Die Einführung der 40-Stunden-Woche für Bremer BeamtInnen stößt auf Widerstand. Die Gewerkschaft ÖTV hat am Montag den Plan als „pure Unvernuft“abqualifiziert. Nun hat sie Unterstützung bekommen. Von Adam Riese. Die taz ist dem Finanzsenator auf einen Rechenfehler gekommen.

Am Dienstag hatte der Finanzsenator nach der Sitzung des Senats eine ganz neue Rechnung aufgemacht: Der Personalhaushalt müsse stabil bleiben. Um das zu erreichen, müßten pro Jahr 725 Stellen im Öffentlichen Dienst nicht wieder besetzt werden – von 900, die Jahr für Jahr per Fluktuation freiwürden. Nun sollen BeamtInnen fortan anderthalb Stunden länger arbeiten. Damit könne der Stellenabbau auf rund 500 reduziert werden. So freute sich der Finanzsenator.

Um es gleich zu sagen: Alle Versuche, diese Berechnung nachzuvollziehen, scheitern an den Grundrechenarten.
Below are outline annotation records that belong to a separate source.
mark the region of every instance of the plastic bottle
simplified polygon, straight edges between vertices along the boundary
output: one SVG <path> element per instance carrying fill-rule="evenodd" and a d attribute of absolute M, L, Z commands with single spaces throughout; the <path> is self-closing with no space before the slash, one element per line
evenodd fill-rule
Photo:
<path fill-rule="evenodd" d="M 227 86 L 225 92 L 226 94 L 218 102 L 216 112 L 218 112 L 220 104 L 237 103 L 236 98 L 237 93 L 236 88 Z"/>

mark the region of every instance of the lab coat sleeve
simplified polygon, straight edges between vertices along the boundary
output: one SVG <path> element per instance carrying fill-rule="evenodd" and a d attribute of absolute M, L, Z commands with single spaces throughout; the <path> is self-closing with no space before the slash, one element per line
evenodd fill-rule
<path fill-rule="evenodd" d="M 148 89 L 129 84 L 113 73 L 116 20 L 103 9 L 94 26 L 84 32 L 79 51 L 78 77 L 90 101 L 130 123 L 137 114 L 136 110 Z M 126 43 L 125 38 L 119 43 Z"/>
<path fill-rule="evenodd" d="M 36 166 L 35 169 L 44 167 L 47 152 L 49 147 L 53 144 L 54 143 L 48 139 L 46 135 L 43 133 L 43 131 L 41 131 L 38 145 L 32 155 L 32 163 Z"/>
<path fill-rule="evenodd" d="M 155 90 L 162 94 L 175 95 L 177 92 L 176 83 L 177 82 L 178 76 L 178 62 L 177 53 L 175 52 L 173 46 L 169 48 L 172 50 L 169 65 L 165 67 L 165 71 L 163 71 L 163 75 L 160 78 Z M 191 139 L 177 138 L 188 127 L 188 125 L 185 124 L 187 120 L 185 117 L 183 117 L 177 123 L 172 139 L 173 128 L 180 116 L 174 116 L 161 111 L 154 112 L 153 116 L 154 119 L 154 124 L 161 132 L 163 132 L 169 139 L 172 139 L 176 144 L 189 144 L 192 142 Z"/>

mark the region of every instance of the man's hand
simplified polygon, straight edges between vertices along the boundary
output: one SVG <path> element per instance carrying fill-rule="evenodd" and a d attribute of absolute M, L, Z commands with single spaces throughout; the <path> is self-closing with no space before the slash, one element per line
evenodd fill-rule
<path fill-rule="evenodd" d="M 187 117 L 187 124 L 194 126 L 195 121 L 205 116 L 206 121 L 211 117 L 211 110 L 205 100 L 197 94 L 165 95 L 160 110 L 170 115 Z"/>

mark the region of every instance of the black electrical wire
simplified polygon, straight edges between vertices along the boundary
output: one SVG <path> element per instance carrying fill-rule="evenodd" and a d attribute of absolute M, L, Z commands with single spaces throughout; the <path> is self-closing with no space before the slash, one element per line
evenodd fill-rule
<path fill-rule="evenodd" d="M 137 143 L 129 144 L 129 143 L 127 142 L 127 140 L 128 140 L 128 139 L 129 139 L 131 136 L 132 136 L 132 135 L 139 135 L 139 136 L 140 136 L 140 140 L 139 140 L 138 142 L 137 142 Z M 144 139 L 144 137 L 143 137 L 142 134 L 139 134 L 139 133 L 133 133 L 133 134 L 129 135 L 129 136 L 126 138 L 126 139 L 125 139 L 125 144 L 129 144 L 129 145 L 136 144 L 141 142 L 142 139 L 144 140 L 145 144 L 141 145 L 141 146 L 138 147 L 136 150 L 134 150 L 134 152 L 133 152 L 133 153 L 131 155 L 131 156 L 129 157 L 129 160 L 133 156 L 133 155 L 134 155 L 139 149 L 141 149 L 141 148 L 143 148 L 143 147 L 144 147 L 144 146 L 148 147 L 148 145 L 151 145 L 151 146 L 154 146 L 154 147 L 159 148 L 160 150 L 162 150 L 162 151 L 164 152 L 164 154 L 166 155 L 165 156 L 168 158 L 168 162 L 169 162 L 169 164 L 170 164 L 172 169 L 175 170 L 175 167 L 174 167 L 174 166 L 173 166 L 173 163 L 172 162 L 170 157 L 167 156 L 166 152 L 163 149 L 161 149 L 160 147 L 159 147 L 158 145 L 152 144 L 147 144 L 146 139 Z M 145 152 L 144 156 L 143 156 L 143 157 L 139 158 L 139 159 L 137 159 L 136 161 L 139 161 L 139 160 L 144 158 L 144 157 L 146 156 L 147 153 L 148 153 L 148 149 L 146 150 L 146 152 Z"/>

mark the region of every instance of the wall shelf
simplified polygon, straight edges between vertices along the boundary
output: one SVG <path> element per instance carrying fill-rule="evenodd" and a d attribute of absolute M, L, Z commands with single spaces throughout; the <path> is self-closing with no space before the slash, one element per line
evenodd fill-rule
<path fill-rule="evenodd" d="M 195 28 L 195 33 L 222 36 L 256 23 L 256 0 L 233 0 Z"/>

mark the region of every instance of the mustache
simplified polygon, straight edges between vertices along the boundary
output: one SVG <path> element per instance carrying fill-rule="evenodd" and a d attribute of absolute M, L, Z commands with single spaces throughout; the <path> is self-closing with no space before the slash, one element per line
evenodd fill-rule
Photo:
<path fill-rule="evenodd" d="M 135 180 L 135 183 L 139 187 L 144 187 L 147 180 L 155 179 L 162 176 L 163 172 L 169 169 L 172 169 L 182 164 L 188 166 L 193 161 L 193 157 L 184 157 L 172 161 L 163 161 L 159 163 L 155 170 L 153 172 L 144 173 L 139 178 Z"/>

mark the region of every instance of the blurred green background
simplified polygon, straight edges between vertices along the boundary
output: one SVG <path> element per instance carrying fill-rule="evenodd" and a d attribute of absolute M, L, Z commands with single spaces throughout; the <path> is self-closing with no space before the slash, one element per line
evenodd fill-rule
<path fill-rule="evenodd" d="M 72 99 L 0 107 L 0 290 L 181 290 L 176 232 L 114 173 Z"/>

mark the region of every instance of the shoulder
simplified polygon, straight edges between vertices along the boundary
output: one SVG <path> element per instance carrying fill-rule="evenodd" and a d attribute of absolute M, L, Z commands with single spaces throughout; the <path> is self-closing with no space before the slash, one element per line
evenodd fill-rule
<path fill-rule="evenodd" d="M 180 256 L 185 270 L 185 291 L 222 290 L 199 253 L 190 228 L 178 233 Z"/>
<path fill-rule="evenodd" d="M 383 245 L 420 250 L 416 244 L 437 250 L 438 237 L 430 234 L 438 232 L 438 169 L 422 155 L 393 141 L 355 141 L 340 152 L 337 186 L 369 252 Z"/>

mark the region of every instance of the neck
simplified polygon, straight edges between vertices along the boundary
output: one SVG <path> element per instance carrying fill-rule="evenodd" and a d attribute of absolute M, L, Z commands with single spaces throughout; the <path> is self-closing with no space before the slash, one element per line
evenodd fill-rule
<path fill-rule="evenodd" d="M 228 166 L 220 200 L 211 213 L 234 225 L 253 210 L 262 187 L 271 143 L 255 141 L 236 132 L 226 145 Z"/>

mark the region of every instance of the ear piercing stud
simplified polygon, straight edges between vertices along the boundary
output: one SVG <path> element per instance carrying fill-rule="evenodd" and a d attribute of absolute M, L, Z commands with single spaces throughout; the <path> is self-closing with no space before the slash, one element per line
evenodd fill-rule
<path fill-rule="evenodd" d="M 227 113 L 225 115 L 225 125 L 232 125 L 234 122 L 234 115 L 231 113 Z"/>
Wenn für rund 40 Prozent der Bremer Bediensteten (60 Prozent sind Arbeiter und Angestellte) die Arbeitszeit raufgesetzt wird, dann kann der Arbeitgeber, also das Land, Stellen und damit Lohnkosten einsparen und somit die Personalkosten halten. Was ja gewünscht ist. Aber nie und nimmer hat eine Arbeitszeiterhöhung den Effekt, daß damit der Stellenabbau verlangsamt wird.

Nachfrage bei der ÖTV. Möglicherweise hat ja die Gewerkschaft den Durchblick und hat schon mal die Rechenkunst nachvollziehen können. Hat sie aber auch nicht. „Das ist Quatsch“, kommentiert Bezirkssekratär Onno Dannenberg kurz und trocken. Nachfrage beim Koalitionspartner SPD. Deren Fraktionsgeschäftsführerin Karin Röpke gibt sich ganz zurückhaltend diplomatisch: „Die Logik dieser Argumentation drängt sich nicht so unmittelbar auf.“

Nachfrage beim Finanzressort. Flotte Erklärungsversuche, „also, das ist so...“, schnelles Steckenbleiben, erfolglose Klärungsversuche bei den Haushaltsexperten im Finanzressort, und dann die Antwort von Nölle-Sprecher Thomas Diehl: „Also, da ist zwischen zwei Äußerungen von Ulrich Nölle eine Verknüpfung entstanden, die da nicht hätte entstehen sollen.“Die Arbeitszeitverlängerung bringe „ein Mehr an Service“, das sei aber auch schon alles. Mit Personalkosten habe die Aktion nichts zu tun. Das Ziel, weniger Personal abzubauen als eigentlich nötig, solle über Teilzeit- und Vorruhestandsregelungen erreicht werden. Ende März will der Finanzsenator dafür einen Plan vorlegen. J.G.